ASHG 2018 Annual Meeting – research using mouse models
Guest post by Jennifer Zieba
Osteogenesis Imperfecta (OI) is the most common genetic bone dysplasia that is phenotypically and genetically complex. It is characterized by bone deformities and fractures caused by low bone mass and impaired bone quality. Roughly 85-90% of cases are dominantly inherited and result from mutations in genes encoding type I collagen (COL1A1 and COL1A2), the major protein of the bone matrix. 10-15% of OI cases are recessively inherited and the majority of those result from mutations in members of the prolyl-3-hydroxylation complex including Cartilage Associated Protein (CRTAP) involved in collagen posttranslational modification.
OI patients are at an increased risk of fracture throughout their lifetimes and anecdotal evidence suggests successful fracture recovery. However, non-union has been reported in 24% of fractures and 52% of osteotomies and many stabilization techniques result in additional surgery due to re-fracture. Re-fractures typically go unreported making the frequency of re-fractures in OI patients unknown. Thus, there is an unmet need to better understand the mechanisms by which OI affects fracture healing. Assessing fracture healing in human patients is a difficult task as neither X-Ray nor CT analysis provide accurate information concerning fracture callus composition, remodeling rate, or the final bone composition. Mouse models for OI have been proven to accurately reflect OI pathogenesis and phenotype. Furthermore, using mice as models for fracture healing allow us to observe in greater detail the lengthy process of fracture healing in a smaller time frame with more informative in vivo techniques such as histochemistry, uCT analysis and biomechanical testing of the fracture tissue at several timepoints. It is our hypothesis that OI fractures undergo suboptimal healing and that this process results in ultimately weaker bone leading to the increased possibility of re-fracture and we are using two murine models to assess this hypothesis.

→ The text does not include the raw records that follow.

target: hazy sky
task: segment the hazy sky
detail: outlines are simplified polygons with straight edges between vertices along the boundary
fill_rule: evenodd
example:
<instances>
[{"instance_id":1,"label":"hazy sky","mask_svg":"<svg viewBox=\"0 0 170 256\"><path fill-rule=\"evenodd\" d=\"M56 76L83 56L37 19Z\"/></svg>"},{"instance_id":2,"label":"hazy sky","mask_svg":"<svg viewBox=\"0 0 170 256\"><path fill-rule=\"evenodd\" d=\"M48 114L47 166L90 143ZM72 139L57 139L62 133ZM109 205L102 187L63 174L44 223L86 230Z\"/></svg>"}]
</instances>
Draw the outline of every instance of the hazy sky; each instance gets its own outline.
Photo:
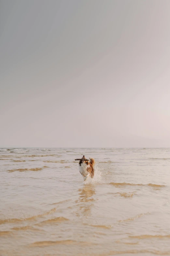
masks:
<instances>
[{"instance_id":1,"label":"hazy sky","mask_svg":"<svg viewBox=\"0 0 170 256\"><path fill-rule=\"evenodd\" d=\"M0 146L170 147L169 0L0 0Z\"/></svg>"}]
</instances>

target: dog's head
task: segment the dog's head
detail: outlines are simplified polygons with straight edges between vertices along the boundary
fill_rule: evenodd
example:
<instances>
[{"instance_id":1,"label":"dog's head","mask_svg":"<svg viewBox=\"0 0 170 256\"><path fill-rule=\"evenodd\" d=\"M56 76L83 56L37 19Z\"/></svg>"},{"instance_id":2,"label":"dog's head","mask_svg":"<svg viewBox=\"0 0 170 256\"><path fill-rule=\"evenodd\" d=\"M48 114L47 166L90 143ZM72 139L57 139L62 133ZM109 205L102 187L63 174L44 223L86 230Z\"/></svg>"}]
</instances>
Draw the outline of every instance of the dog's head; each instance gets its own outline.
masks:
<instances>
[{"instance_id":1,"label":"dog's head","mask_svg":"<svg viewBox=\"0 0 170 256\"><path fill-rule=\"evenodd\" d=\"M89 162L88 161L89 161L89 160L88 160L88 159L86 159L84 156L83 156L81 158L77 158L77 159L75 159L75 160L79 160L79 164L80 165L81 165L81 164L82 163L86 163L87 165L88 164Z\"/></svg>"}]
</instances>

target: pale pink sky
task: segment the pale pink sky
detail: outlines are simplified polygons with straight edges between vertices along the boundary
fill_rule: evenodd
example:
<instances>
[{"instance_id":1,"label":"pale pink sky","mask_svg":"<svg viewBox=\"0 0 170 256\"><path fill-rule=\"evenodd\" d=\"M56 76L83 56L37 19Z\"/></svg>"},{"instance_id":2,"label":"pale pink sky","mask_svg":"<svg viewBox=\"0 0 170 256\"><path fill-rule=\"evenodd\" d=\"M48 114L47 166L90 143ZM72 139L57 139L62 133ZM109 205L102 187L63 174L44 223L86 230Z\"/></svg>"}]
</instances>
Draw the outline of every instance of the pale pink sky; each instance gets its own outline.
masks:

Using an open tibial fracture model, we show a decrease in callus size in both Col1a1G610c/+ and Crtap–/– OI mouse models post-fracture indicating delayed healing and decreased cartilage content indicating decreased callus cell proliferation. Additionally, fracture calluses in both models exhibited a significant decrease in polar moment of inertia (pMOI) indicating a decrease in resistance to torsional stress supporting a potential functional deficit in newly healed bone. This data provides valuable insight into the effect of the ECM on fracture healing, a poorly understood mechanism. Most importantly, we performed biomechanical testing via three-point-bending of fully healed Crtap–/– tibia to determine the mechanical strength of the fracture site. In wild type bone, the healed fracture site resulted in stronger bone when compared to the unfractured tibia. However, Crtap–/– healed fractured tibia are mechanically weaker than the contralateral unfractured bone. This implies the possibility that OI fractures do not heal properly and may be a prime location for re-fracture. These data may support aggressive prevention of primary fractures as well as a need for therapies during fracture healing to decrease incidence of refracture and deformity in OI patients.